Pulmonary Mucormycosis: Radiologic Features at Presentation and Over Time.
AJR Am J Roentgenol. 2018 Apr;210(4):742-747. doi: 10.2214/AJR.17.18792. Epub 2018 Feb 22. Hammer MM1, Madan R1, Hatabu H1.
OBJECTIVE: Pulmonary mucormycosis is an aggressive opportunistic fungal infection. We set out to evaluate the CT and MRI features of pulmonary mucormycosis.
MATERIALS AND METHODS: Through a search of the electronic medical record from 2007 to 2017, we identified 30 patients with definite or probable mucormycosis. Two radiologists reviewed the initial chest CT examinations for the presence of features including the "reverse halo" sign, large ground-glass halo, and peripheral lesion distribution. Additional CT and MRI studies were reviewed to evaluate evolution over time.

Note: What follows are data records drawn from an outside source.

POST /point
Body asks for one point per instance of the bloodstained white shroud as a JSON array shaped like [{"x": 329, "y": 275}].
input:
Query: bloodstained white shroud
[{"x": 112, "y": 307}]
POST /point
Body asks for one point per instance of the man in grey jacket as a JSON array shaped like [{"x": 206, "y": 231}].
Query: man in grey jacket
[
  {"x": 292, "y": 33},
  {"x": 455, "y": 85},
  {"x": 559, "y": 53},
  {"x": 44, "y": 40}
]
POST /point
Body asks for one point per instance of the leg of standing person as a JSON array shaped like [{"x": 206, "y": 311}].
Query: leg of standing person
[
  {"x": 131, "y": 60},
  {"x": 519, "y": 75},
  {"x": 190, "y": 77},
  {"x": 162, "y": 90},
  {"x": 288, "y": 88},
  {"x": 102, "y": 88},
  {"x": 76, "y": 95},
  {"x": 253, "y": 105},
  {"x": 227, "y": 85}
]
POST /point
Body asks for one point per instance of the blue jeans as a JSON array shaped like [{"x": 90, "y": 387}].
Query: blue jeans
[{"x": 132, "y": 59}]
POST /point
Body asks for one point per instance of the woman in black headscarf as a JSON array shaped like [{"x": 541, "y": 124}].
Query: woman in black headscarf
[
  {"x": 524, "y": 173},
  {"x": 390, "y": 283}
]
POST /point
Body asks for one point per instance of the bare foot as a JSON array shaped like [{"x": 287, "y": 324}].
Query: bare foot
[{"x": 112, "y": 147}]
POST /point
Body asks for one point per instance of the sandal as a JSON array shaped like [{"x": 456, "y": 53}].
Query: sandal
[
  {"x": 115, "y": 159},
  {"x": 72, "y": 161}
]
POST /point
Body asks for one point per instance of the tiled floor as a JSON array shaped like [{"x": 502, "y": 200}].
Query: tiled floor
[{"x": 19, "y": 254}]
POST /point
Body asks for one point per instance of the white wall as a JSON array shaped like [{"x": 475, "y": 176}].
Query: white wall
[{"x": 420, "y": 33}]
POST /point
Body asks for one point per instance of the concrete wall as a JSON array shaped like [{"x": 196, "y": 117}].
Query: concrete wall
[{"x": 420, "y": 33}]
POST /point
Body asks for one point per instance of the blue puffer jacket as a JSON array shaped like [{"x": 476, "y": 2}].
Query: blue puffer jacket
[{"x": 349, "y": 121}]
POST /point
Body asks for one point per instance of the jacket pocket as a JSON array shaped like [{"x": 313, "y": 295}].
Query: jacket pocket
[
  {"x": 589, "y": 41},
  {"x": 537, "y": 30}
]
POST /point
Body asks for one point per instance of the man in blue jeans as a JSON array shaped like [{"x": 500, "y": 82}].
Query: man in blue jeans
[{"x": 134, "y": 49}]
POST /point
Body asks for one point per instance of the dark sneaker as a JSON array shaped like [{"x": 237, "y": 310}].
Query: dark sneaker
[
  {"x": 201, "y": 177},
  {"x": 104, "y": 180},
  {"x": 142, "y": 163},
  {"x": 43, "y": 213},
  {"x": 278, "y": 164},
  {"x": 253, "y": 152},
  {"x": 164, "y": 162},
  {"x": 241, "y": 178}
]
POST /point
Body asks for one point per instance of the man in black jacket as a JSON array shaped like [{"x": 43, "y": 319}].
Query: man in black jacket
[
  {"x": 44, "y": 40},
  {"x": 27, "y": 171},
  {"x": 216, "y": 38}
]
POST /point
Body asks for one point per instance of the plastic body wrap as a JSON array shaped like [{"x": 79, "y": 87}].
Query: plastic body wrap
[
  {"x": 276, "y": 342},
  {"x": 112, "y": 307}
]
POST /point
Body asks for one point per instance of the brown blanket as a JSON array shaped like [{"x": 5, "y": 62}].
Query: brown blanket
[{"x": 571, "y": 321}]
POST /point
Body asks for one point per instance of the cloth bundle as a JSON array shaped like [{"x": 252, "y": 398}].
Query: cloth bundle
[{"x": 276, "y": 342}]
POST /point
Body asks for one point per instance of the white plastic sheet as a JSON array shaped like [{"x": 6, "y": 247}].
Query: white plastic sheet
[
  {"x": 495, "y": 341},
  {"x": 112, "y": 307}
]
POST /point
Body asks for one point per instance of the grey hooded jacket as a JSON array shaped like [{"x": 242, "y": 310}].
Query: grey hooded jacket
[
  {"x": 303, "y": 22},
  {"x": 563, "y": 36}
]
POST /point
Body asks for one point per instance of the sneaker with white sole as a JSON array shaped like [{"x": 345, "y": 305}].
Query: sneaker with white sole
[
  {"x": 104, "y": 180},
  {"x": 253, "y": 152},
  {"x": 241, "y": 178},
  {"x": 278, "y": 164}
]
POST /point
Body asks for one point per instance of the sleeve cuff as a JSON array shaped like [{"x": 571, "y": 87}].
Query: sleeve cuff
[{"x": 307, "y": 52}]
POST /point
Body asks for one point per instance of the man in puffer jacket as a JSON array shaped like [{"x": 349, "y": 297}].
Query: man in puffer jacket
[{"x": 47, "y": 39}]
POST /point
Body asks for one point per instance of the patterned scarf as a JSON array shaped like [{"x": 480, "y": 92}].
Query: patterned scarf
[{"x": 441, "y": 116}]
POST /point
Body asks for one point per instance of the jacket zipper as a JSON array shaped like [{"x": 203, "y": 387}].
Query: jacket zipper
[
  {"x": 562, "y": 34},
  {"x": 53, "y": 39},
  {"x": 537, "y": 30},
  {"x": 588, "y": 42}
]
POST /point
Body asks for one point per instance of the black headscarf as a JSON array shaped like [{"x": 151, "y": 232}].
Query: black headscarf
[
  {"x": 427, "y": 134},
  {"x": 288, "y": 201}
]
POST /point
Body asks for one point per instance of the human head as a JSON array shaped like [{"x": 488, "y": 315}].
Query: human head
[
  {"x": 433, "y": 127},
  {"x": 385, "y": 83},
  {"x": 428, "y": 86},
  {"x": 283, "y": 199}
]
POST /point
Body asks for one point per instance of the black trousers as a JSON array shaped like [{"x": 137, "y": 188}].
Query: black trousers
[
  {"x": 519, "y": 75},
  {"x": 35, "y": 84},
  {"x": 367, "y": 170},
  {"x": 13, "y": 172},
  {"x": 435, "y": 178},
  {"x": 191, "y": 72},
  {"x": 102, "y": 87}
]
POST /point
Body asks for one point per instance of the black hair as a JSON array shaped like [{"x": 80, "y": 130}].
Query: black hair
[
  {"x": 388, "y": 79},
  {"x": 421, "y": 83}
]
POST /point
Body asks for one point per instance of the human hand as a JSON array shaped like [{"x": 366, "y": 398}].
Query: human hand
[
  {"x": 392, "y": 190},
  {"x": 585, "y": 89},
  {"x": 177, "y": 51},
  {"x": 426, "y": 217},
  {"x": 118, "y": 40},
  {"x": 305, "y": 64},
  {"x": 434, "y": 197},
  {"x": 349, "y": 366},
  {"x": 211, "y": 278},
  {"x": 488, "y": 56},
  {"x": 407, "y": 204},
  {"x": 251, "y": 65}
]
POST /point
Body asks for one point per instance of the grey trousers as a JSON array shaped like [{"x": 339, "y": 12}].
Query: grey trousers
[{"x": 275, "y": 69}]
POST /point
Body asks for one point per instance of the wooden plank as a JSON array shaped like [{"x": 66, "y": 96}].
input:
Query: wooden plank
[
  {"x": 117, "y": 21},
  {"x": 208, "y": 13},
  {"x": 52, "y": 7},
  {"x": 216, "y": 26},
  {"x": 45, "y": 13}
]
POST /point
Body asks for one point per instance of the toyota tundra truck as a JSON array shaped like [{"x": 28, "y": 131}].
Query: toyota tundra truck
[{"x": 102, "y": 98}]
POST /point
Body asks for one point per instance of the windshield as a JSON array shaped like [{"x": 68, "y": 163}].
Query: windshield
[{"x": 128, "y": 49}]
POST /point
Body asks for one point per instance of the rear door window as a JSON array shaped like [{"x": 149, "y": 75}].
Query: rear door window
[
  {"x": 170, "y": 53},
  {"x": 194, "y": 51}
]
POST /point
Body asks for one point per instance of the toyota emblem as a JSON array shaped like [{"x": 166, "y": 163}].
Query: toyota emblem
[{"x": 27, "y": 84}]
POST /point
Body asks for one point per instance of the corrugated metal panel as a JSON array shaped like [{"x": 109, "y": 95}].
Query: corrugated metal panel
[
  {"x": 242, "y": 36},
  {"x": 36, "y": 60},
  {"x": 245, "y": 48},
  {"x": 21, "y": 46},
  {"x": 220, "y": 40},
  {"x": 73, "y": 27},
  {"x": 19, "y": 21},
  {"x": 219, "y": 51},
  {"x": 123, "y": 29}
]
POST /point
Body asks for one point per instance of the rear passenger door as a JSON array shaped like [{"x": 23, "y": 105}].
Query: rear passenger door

RESULTS: The majority (67%) of patients had lesions with the reverse halo sign at some point in the disease course. A ground-glass halo larger than the lesion was seen in 53% of patients. Notably, lesions had a peripheral predominance in 87% of cases. Through careful review of images, a perivascular ground-glass precursor lesion was identified in 20% of patients 1-2 weeks before a consolidation developed. In five (17%) patients, CT showed a multifocal pneumonia appearance. Finally, MRI of two patients showed T2-hypointense rims and central nonenhancement, a finding we refer to as the "black hole" sign.
CONCLUSION: Large nodules or consolidations with an associated reverse halo sign or large perilesional ground-glass halos are common in mucormycosis. Lesions tend to show a peripheral predominance, and a perivascular ground-glass focus preceded nodular lesions in some cases. In some patients with severe disease, imaging features evolved to show a multifocal pneumonia pattern, and this pattern was associated with a high mortality rate.